Personal information
- Born: October 21, 1880 Georgia, U.S.
- Died: December 12, 1942 (aged 62) Douglas, Georgia, U.S.

Career information
- College: Georgia Tech (1902–1903)

Awards and highlights
- 1st All-Southern at Georgia Tech; All-Southern (1902); Tech Athletics Hall of Fame;

= Jesse Thrash =

American football player and engineer (1880–1942)
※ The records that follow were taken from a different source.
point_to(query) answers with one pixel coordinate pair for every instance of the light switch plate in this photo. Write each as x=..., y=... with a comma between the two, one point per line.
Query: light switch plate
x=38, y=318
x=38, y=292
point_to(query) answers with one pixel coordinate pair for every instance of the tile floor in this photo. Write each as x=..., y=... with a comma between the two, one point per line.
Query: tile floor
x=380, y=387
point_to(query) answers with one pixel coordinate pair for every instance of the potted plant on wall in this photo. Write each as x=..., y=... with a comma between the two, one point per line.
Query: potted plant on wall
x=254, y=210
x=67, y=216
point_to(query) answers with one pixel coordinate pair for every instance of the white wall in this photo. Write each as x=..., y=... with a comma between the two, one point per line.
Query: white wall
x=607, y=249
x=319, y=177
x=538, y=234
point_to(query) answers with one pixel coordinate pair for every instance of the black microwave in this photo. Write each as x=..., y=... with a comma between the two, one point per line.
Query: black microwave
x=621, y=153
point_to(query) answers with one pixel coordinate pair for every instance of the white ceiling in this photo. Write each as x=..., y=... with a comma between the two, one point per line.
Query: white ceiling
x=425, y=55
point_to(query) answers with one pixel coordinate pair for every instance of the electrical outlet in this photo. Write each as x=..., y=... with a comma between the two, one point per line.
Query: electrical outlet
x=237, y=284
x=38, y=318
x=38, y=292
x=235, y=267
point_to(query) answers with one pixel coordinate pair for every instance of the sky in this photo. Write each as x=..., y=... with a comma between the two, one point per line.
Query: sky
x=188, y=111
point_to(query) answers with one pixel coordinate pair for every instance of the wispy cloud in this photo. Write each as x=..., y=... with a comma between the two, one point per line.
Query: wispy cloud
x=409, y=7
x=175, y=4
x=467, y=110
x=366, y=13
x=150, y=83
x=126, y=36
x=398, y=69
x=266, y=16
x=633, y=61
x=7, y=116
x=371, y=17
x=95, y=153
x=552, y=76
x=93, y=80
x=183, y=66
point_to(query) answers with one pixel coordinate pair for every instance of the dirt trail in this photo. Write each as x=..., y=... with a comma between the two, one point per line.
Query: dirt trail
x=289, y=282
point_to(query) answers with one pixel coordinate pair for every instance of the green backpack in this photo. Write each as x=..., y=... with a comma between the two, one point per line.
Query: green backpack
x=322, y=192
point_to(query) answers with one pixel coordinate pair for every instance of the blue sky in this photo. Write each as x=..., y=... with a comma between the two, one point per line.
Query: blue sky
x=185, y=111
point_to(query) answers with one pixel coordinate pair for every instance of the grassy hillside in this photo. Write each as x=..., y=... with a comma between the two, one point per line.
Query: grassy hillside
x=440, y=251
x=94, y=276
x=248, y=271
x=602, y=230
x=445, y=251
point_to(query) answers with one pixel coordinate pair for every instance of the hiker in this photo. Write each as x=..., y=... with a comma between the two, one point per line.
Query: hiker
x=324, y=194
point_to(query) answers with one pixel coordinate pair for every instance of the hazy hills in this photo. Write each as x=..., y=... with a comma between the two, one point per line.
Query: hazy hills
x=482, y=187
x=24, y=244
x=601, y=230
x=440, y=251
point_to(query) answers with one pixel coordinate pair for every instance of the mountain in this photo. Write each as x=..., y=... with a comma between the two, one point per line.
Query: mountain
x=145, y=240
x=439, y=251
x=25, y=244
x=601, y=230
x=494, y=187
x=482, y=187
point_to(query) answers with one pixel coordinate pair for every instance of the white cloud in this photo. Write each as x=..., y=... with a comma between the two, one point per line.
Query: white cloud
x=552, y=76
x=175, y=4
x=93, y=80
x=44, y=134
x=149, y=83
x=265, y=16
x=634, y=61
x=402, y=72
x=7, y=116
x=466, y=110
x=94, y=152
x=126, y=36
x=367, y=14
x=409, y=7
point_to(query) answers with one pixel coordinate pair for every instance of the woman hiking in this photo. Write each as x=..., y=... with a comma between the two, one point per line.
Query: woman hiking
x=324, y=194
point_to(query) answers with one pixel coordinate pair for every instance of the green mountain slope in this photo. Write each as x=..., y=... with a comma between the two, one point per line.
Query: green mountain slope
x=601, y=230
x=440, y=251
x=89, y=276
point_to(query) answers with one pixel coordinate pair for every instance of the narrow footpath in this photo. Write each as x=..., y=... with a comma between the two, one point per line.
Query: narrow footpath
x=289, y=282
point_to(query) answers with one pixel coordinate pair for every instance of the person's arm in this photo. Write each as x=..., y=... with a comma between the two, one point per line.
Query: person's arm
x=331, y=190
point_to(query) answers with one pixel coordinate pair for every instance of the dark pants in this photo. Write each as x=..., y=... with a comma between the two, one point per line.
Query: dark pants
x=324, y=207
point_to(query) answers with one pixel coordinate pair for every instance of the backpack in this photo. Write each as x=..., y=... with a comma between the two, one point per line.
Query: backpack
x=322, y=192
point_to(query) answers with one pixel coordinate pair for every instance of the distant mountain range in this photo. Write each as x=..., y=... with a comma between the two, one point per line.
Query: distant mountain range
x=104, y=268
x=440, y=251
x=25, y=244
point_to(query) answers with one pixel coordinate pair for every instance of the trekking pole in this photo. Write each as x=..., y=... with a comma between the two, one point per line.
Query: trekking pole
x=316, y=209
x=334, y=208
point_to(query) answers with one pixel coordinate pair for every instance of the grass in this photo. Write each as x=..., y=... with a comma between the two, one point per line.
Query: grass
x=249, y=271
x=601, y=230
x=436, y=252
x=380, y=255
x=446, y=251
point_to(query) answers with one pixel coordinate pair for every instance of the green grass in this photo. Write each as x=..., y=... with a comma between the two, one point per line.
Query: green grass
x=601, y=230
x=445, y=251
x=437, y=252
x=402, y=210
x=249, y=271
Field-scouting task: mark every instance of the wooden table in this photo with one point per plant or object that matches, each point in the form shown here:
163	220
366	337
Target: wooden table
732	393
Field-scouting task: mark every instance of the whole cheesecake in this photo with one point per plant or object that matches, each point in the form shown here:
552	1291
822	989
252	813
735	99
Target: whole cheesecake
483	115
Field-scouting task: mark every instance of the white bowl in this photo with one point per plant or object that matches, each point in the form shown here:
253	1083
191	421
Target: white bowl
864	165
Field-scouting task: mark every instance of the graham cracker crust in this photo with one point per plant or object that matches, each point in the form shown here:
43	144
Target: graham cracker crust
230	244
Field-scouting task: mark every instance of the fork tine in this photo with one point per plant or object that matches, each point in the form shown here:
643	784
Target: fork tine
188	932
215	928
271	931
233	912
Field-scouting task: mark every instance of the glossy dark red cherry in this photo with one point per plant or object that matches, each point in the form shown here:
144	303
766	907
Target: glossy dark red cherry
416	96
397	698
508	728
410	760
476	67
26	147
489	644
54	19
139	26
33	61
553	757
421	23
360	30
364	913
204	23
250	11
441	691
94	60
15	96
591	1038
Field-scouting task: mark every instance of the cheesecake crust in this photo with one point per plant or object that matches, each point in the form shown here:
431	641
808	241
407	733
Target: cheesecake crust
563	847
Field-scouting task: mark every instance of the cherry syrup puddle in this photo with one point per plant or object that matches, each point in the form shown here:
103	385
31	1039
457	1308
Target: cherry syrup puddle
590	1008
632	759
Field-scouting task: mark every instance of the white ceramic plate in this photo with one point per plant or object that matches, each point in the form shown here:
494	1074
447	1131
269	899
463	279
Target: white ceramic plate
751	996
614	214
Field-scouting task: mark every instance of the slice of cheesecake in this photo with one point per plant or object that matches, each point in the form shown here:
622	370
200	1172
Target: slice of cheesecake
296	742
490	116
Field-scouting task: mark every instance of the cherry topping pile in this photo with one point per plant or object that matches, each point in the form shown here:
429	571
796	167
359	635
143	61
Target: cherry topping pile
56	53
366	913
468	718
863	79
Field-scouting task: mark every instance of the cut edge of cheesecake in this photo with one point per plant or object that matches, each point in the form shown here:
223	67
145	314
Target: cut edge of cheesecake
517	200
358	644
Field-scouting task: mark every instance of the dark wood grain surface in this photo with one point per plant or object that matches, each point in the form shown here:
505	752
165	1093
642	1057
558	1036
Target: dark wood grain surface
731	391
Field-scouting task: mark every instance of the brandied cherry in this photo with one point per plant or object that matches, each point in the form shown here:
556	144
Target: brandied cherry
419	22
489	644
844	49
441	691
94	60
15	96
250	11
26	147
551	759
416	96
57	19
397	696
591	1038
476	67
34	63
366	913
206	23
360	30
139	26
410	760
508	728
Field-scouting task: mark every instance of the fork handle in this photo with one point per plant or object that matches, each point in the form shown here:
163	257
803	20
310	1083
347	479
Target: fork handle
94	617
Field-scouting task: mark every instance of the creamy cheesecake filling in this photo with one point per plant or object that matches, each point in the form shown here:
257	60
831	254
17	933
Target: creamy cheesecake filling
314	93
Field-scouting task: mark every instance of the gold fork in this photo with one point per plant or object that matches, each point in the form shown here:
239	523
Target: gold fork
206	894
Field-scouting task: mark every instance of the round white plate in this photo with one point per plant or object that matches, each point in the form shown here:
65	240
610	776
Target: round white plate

Jesse Little Thrash (October 21, 1880 - December 12, 1942) was a college football player and engineer.

==Georgia Tech==
Thrash was a prominent tackle for the Georgia Tech Yellow Jackets football teams of the Georgia Institute of Technology. He was inducted into the Georgia Tech Athletics Hall of Fame posthumously in 1962.

===1902===
He was selected All-Southern in 1902, listed by various sources as Tech's first ever All-Southern football player. Despite Tech losing every game, he began the season as a sub and closed it as the undisputed star of the Tech team.

===1903===
Thrash was captain of the 1903 team.

==Personal life==
Jesse's sons Kenneth Thrash and William G. Thrash also played football for Tech. His great niece Maria Thrash is a swimming coach, coaching the Tech swimming teams in 2003.